METACINE DE CORTE EXPERIMENTAL
Dennis Hopper alcanzó un éxito inesperado con Easy Rider (1969), prototipo de un cine más cercano a la realidad para un público joven que por fin se veía reflejado en la pantalla, y la productora Universal creyó haber asistido al nacimiento de un nuevo genio, concediéndole un año después plena libertad y un amplio presupuesto para el rodaje de una película en Perú: La última película. Pero tras su presentación en los festivales de Venecia y Cannes, el film fracasó en su explotación comercial en Estados Unidos y fue retirado de la circulación, convirtiéndose así en un título tan “maldito” como mítico.
Su reaparición entre nosotros, al cabo de 17 años, nos lleva a reflexionar sobre el destino fatal de toda vanguardia: la provocación y la ruptura acaban siendo fagocitadas y neutralizadas por un sistema dominante en una operación de ósmosis mediante la que industria y negocio recodifican las aportaciones expresivas más novedosas, las asimilan, enriquecen las propias y vacían de contenido sus propuestas más revulsivas o subversivas.
Y así, a gran parte de ese cine “independiente” de finales de los años 60 y principios de los 70 le ha ocurrido como a aquellos furibundos e iconoclastas cineastas “deconstructores” de la época, reconvertidos hoy en dóciles funcionarios a sueldo de la enmoquetada cultura institucional.
El pretexto del rodaje de un western le sirve a Hooper para elaborar un discurso sobre “el cine dentro del cine”, sobre las relaciones entre ficción y realidad, sobre el choque entre dos culturas —la dominante yanqui y la nativa colonizada—, sobre la corrupción ejercida por el dinero, sobre la violencia y la imposibilidad de materializar el “sueño americano”, sobre la inexistencia de paraísos perdidos… con citas cinéfilas e intentando compaginar una cierta visión crítica de la realidad y del cine hollywoodiense con el respeto a la figura tradicional del héroe por él encarnado y finalmente inmolado.
Para ello el realizador echó mano de todos los tics de la modernidad fílmica del momento —ralentís, planos repetidos, miradas distanciadoras hacia la cámara, tiempos dramáticamente muertos, fallos deliberados de raccord, etc.— representando así su papel de “autor” genial pero sin dominar realmente los recursos narrativos puestos a su disposición.

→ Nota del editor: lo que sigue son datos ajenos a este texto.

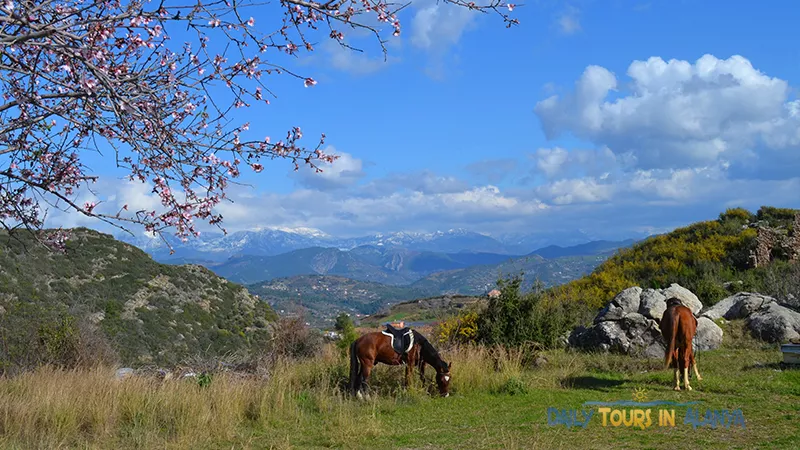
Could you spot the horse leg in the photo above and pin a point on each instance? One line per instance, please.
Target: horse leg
(410, 362)
(677, 378)
(694, 366)
(685, 360)
(366, 369)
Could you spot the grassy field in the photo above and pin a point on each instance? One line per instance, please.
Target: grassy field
(497, 402)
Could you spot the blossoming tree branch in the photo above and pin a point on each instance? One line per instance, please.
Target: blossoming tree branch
(136, 78)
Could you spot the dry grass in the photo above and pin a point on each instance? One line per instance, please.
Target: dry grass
(302, 404)
(50, 408)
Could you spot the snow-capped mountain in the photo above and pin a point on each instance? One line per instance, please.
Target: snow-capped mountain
(268, 242)
(217, 247)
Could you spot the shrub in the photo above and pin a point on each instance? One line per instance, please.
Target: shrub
(344, 325)
(459, 329)
(514, 319)
(293, 338)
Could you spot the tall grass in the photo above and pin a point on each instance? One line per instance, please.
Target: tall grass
(302, 403)
(53, 408)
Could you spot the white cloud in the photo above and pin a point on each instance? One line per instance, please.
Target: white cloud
(675, 114)
(353, 61)
(439, 25)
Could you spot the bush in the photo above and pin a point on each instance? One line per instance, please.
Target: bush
(294, 339)
(344, 325)
(459, 329)
(514, 319)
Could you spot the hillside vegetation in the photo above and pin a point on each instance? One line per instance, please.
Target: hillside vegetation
(106, 293)
(498, 401)
(709, 258)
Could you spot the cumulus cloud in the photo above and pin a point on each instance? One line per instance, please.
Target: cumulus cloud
(492, 170)
(439, 25)
(425, 182)
(352, 61)
(677, 114)
(558, 162)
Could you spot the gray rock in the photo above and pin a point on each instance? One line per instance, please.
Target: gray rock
(653, 304)
(687, 297)
(774, 323)
(708, 335)
(623, 303)
(628, 299)
(610, 312)
(737, 306)
(123, 372)
(791, 302)
(621, 329)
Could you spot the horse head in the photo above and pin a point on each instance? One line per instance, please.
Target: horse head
(443, 378)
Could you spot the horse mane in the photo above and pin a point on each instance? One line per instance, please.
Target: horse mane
(429, 354)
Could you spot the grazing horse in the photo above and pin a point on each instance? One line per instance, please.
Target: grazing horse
(678, 327)
(376, 347)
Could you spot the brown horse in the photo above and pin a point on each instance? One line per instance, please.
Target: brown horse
(376, 347)
(678, 327)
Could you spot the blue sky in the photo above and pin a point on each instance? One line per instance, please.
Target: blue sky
(615, 117)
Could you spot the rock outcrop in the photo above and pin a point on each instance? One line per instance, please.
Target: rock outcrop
(765, 317)
(629, 323)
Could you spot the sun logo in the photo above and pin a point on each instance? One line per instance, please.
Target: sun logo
(639, 394)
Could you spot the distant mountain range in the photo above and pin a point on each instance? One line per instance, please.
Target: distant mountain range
(323, 296)
(217, 247)
(394, 266)
(304, 269)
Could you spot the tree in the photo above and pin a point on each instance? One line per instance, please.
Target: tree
(152, 83)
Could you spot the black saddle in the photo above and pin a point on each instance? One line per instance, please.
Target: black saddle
(402, 340)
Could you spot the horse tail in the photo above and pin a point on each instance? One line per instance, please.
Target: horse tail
(671, 346)
(354, 369)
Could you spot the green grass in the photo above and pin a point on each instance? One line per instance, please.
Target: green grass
(496, 403)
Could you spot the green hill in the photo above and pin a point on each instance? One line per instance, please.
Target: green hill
(711, 258)
(148, 312)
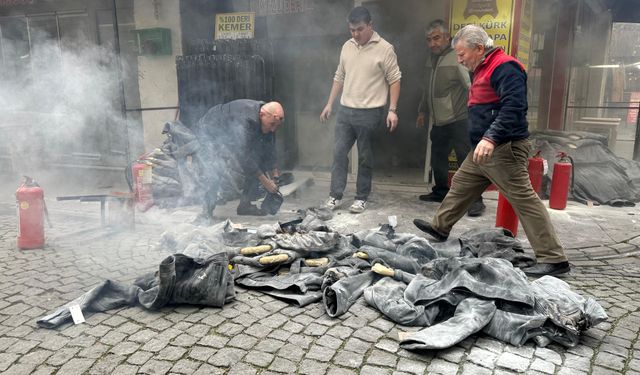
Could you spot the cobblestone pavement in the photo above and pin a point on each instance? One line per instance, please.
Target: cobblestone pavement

Pero el tiempo es implacable y la perspectiva de los años permitirá situar a La última película en su justo lugar: un osado experimento formal, un negocio ruinoso para la Universal y, sobre todo, una estancia en Perú con gastos pagados donde al parecer el sexo, el alcohol y la droga estuvieron omnipresentes en el rodaje y en la ficción, es decir, delante y detrás de la cámara.